Data Preprocessing

Data preprocessing step transforms input (raw) data so that is becomes suitable for machine learning models. Basic data transformations usually are:

removing or imputing missing values.
encoding non-numerical/categorical variables
normalizing numeric data

DatasetPreprocessingSection section provides a way to define data transformations of interest (the full list of available data transformations is available here: Data Transformers).

Preprocessing preset

By default LogML provides predefined sequence of data preprocessing steps.

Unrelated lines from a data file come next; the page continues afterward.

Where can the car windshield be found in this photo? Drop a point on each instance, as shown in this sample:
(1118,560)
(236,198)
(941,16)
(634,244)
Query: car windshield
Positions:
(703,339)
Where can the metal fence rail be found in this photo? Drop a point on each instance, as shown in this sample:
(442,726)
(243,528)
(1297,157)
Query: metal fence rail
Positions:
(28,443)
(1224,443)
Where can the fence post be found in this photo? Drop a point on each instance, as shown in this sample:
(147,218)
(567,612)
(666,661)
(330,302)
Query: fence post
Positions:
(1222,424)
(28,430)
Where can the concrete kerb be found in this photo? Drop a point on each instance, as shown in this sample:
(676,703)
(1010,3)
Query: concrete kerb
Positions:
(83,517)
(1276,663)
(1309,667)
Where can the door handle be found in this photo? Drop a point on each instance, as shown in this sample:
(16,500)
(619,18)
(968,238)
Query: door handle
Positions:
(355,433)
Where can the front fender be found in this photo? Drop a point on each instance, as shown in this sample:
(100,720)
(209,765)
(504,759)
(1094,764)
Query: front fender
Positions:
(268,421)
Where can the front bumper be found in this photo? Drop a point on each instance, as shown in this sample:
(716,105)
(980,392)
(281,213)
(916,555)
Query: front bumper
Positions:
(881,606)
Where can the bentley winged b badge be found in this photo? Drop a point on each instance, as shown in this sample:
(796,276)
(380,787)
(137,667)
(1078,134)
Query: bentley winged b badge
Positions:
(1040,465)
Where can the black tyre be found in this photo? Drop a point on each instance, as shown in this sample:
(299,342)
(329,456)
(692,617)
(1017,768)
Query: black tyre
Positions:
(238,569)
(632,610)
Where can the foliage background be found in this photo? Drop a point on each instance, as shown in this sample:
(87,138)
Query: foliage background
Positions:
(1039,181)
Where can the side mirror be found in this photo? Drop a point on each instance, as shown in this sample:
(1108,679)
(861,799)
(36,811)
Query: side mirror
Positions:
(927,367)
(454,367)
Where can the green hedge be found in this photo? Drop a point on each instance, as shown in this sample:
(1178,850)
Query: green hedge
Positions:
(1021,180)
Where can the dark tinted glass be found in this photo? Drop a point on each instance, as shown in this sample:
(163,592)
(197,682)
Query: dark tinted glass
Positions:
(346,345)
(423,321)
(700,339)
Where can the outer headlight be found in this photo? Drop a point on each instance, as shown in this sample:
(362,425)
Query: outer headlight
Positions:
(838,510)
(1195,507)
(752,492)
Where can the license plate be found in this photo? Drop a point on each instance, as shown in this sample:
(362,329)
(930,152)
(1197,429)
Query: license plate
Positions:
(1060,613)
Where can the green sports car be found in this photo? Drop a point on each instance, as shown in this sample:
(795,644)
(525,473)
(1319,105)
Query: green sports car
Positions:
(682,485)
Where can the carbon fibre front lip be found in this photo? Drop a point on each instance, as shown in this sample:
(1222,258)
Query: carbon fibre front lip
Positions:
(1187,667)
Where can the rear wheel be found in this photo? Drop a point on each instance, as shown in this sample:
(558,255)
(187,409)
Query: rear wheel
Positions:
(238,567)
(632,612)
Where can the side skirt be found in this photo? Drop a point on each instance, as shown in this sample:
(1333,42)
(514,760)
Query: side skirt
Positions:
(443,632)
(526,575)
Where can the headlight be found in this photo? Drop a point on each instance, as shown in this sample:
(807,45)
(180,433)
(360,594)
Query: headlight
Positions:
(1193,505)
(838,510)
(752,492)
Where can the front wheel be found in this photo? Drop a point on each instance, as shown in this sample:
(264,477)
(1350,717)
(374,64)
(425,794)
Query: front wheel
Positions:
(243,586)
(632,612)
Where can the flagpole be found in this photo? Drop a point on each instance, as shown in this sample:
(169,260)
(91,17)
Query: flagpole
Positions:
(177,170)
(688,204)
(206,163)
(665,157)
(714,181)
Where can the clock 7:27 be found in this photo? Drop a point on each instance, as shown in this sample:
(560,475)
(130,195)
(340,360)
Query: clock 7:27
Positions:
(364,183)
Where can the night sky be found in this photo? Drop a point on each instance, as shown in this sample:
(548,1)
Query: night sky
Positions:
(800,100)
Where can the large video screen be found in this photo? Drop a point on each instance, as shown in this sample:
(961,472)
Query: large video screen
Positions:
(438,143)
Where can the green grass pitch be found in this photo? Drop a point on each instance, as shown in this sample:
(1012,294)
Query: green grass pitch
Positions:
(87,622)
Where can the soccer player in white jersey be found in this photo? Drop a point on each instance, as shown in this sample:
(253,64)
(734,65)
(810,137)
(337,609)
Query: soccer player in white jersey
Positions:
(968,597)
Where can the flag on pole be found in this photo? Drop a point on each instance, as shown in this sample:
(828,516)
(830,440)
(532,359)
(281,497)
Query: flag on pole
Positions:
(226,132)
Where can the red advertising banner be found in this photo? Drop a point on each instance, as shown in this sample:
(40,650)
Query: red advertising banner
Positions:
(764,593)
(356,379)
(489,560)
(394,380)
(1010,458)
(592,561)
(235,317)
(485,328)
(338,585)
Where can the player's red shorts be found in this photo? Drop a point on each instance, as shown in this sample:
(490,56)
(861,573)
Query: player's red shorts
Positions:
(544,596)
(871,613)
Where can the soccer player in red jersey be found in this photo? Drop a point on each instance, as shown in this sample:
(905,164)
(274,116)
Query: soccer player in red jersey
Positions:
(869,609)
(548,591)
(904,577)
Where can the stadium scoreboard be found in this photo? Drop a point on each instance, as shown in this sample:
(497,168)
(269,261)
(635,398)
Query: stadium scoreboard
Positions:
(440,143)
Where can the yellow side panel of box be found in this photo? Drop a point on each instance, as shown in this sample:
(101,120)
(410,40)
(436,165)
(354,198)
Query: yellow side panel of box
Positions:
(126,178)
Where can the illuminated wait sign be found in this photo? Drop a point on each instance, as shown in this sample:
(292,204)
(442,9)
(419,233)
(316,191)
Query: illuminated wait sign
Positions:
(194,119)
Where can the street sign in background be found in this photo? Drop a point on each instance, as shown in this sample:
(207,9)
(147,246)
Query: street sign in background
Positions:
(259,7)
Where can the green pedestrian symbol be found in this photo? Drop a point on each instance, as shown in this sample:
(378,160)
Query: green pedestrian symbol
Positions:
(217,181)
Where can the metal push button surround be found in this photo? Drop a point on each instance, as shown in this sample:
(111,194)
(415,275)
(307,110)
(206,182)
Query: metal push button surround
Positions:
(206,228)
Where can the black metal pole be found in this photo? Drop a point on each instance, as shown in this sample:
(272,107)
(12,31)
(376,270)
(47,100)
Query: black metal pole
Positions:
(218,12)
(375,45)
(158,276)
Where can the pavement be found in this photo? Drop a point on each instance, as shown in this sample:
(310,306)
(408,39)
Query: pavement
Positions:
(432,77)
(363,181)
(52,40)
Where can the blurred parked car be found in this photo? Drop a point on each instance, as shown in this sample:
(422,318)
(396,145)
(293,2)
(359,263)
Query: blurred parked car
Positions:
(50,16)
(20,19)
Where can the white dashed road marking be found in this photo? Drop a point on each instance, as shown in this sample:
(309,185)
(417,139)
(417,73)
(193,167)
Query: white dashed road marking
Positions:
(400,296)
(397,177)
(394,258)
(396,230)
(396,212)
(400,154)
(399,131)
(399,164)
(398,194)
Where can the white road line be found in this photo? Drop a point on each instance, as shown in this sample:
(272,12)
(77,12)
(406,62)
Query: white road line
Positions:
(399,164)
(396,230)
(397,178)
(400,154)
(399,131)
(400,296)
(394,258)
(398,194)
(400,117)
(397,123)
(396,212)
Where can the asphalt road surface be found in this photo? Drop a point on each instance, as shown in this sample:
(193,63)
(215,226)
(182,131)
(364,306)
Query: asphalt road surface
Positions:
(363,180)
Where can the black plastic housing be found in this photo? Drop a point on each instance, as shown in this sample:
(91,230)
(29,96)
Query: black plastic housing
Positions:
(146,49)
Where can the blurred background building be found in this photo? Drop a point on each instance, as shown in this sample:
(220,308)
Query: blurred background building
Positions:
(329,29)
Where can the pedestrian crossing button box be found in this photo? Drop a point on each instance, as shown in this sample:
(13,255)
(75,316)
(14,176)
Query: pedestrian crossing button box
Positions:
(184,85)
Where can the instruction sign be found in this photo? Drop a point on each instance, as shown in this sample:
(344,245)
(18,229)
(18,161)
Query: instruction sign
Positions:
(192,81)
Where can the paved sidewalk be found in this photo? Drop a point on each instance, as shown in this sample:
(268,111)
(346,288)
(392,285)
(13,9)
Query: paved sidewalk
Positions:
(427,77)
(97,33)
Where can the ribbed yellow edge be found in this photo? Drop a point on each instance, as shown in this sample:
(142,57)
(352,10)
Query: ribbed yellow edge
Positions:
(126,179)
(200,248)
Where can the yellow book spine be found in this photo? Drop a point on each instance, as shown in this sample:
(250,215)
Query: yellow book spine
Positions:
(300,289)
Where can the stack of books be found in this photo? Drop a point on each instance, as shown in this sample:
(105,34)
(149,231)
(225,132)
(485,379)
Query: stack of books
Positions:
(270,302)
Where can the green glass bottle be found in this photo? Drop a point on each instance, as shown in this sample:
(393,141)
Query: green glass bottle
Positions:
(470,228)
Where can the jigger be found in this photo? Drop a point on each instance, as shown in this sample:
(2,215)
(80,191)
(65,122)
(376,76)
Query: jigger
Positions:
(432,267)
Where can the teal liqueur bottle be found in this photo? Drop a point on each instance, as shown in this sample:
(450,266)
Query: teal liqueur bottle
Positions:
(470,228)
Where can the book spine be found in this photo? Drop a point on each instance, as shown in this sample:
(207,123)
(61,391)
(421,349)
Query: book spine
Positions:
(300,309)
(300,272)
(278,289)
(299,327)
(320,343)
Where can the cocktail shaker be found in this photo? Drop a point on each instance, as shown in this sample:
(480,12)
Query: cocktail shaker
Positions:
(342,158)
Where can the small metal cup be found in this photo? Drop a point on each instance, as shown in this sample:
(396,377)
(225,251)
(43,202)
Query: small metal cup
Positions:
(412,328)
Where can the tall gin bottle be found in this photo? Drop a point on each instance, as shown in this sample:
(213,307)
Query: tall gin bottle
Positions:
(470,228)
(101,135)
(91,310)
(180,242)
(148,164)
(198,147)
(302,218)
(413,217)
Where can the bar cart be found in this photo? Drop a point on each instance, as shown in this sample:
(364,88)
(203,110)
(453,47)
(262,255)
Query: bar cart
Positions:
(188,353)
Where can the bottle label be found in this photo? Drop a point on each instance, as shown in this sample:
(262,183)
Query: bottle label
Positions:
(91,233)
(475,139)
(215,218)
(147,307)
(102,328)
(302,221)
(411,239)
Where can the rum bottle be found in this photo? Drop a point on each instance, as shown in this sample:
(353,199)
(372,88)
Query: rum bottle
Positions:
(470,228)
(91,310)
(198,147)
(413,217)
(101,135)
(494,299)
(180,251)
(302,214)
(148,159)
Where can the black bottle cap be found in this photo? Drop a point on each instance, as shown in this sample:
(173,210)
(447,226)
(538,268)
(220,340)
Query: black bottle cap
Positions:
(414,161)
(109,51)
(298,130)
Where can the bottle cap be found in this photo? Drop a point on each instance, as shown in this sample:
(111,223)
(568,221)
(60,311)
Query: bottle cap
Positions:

Their details can be configured by DatasetPreprocessingPresetSection section):

Preset option for dataset preprocessing

...

dataset_preprocessing:
    preset:
      enable:                True
      features_list:
        - .*
      remove_correlated_features: true
      nans_per_row_fraction_threshold: 0.9
      nans_fraction_threshold: 0.7
      apply_log1p_to_target: false
      drop_datetime_columns: true

...

Preprocessing preset includes the following steps:

Select only needed columns (features_list).
Drop columns of date/time data type.
Drop rows where target values are missing.
Drop rows, where fraction of missing features values is greater or equal to nans_per_row_fraction_threshold parameter (by default 90%).
Drop columns, where fraction of missing features values is greater or equal to nans_fraction_threshold parameter (by default 70%).
Numeric features:
- Apply standardization to numeric features.
- Apply MICE imputer for numeric columns.
Categorical features:
- For categorical columns impute using ‘most frequent’ strategy.
- Apply one-hot-encoding for categorical features.
If remove_correlated_features flag is True, correlation groups detection and removal of correlated features is applied. For details see Correlation Groups Detection.
Target transformation:
- If target column is numeric, and apply_log1p_to_target field is set, then log1p transformation is applied to the tartet column.
- If target column is categorical, label_encoding transformation is applied.

Explicit preprocessing

Let’s take a look at the following sample data preprocessing configuration for survival analysis modeling:

Sample dataset preprocessing - explicit

...

dataset_preprocessing:
    enable:                     True
    # Target list of transformations.
    steps:
        # Each step consists of the following parameters:
        #  - 'transformer' - alias for transformation
        #  - 'params' - optional, defines additional parameters for transformation

        # keeps only columns of interest
        - transformer:            select_columns
          params:
              columns_to_include:
                  - .*_DNA
                  - .*_RNA
                  - .*_clinical
                  - OS
                  - OS_censor

        # drops rows for which OS and OS_censor are undefined - can't do modeling without targets
        - transformer:            drop_nan_rows
          params:
              columns_to_include:
                  - OS
                  - OS_censor

        # drops all columns with %NaNs > 50, except OS and OS_censor
        - transformer:            drop_nan_columns
          params:
              threshold:          0.5
              columns_to_include: ['.*']
              columns_to_exclude:
                  - OS
                  - OS_censor

        # goes over correlation groups and keeps only one column per group, so that there are no
        # correlated columns within the result dataset
        - transformer:            remove_correlated_features

        # applies 'standard' normalization to all numerical columns (except OS and OS_censor)
        - transformer:            normalize_numericals
          params:
              normalization:      standard
              columns_to_exclude:
                  - OS
                  - OS_censor

        # for FMI/vardict data we want to binarize values by keeping only MUT and WT values
        - transformer:            replace_value
          params:
             columns_to_include:
                 - (.*)_DNA
             mapping:
                 AMP:             MUT
                 WT:              WT
                 VUS:             WT
                 SNP:             MUT
                 DEL:             MUT
                 REARG:           MUT
                 HETLOSS:         MUT

        # Remove columns for which #MUT / #(MUT | WT) < 0.05
        - transformer:            prevalence_filtering
          params:
             columns_to_include:
                 - (.*)_DNA
              threshold:          0.05
              # Values that will be used in numerator
              values:
                  - MUT

        # applies 'one-hot' encoding to all categorical columns (except OS and OS_censor)
        - transformer:            encode_categoricals
          params:
              encoding:           one_hot
              columns_to_exclude:
                  - OS
                  - OS_censor

        # Apply iterative imputation to replace NaN values
        - transformer:            mice
          params:
              columns_to_include:
                  - .*

...

For the list of available transformers see Data Transformers.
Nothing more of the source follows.